Penny Martin: When did you first move into your studio?
Stephen Jones: First moved into this studio in 1994.
PM: What made you choose it?
SJ: That it was like the TARDIS: from the outside it looked like a tiny sweet shop but inside it opened up into a large space. And it had good vibes.
PM: What are the different roles of the people working in your studio?
SJ: In the studio, many different people. I have Lesley my main design assistant, Anna who does all the buying, Cat for press, Angel bookkeeping and the heads of my three workrooms; Deborah, Gina and Craig.
PM: Please describe what happens there on a typical day.
SJ: In a typical day, there isn't a typical day! But although I am a morning person, I work at home in the early hours and only arrive at the studio around 10:30. I will have always have left piles of sketches swatches and notes on peoples desks the night before, so the first thing to do is to decipher and discuss these. Then we will have design and press meetings to go through future projects, appointments and interviews. After lunch is kept for fittings; either internal fittings working on toiles for a new collection, or with private clients, creating and checking couture hats. At the end of the day the studio gets frantic with Anna and Cat sending hats to shops, press and clients around the globe. And throughout it all, there are phone calls for me from say, Christian Dior in Paris. So I have to work hard to keep my head straight throughout the day! I am normally the last to leave, always remembering a hundred unfinished tasks which will have to wait for tomorrow.
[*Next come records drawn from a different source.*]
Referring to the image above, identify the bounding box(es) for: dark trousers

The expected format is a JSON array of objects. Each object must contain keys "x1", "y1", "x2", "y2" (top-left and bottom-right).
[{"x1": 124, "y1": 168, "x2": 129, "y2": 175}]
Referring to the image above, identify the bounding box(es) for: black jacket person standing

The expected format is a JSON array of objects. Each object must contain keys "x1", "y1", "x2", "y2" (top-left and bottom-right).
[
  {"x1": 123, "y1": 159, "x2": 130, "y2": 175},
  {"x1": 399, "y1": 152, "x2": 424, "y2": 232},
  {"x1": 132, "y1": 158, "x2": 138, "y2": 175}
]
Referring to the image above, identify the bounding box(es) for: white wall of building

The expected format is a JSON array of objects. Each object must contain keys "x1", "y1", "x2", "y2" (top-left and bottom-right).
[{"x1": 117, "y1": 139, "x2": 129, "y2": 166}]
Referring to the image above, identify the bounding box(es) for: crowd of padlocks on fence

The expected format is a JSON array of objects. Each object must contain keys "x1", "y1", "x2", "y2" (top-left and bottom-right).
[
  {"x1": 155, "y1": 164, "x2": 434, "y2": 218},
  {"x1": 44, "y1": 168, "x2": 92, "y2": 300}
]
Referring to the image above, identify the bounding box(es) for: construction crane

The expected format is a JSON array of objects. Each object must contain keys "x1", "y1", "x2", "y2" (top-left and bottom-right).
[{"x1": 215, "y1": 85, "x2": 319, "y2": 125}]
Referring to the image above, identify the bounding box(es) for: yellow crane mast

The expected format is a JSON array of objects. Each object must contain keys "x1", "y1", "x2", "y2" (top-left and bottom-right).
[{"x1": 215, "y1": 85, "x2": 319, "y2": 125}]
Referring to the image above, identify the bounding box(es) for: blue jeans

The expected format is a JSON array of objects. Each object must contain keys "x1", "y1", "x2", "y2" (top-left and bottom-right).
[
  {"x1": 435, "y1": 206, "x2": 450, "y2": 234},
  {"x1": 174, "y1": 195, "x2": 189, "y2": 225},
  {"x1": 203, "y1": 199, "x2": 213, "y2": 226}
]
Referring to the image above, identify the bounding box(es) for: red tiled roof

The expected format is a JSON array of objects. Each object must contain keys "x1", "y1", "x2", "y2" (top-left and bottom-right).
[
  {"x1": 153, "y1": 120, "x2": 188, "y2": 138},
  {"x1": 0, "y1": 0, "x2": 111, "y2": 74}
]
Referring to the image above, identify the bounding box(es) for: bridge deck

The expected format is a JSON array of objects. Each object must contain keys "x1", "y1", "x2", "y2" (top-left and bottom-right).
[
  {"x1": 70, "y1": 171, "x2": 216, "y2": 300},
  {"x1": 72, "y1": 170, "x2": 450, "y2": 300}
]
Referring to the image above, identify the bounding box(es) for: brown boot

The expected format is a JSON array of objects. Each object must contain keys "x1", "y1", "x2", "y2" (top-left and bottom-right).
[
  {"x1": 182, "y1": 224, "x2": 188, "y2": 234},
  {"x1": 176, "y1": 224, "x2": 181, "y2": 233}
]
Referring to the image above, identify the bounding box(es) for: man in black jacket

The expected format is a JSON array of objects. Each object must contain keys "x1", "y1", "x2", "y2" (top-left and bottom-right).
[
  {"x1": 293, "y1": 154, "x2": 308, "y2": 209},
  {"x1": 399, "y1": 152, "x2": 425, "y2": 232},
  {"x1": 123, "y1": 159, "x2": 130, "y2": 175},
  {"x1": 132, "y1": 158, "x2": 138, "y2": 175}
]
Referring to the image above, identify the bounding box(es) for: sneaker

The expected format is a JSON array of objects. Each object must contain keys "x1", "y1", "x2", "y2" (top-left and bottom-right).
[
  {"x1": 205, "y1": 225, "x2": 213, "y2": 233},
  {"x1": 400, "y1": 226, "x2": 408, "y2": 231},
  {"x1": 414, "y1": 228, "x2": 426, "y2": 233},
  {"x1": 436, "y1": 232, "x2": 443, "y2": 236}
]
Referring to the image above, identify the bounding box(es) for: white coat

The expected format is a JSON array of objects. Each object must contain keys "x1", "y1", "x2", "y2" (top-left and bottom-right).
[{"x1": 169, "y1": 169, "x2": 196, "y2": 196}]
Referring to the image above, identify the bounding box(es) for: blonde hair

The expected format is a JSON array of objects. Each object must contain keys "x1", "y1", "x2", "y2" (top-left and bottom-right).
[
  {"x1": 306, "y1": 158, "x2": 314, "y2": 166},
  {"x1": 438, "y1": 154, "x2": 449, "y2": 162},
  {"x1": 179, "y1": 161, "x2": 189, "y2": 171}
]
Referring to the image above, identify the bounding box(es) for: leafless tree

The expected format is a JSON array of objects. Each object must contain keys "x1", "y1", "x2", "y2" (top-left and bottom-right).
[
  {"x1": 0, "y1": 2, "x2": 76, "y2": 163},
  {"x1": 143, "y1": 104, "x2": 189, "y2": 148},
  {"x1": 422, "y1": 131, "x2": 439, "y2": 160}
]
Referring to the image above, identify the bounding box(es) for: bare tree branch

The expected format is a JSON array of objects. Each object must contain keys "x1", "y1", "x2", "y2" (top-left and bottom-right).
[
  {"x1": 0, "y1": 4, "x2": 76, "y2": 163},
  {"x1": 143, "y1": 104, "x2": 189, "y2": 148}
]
PM: How did the appearance/décor of your studio come about? Did it evolve spontaneously or was it designed?
SJ: The décor was designed from the outset. The front of the studio was already decorated with beautiful baroque plasterwork. And I went from there. The whole place is the same colour: crystal lilac, which is the most amazing colour of ultra-soft, lilac-tinged grey.
PM: Is there something about your studio that inspires your work or is it purely a practical space?
SJ: Yes it inspires me; it is elegant yet frivolous, historic but moderne!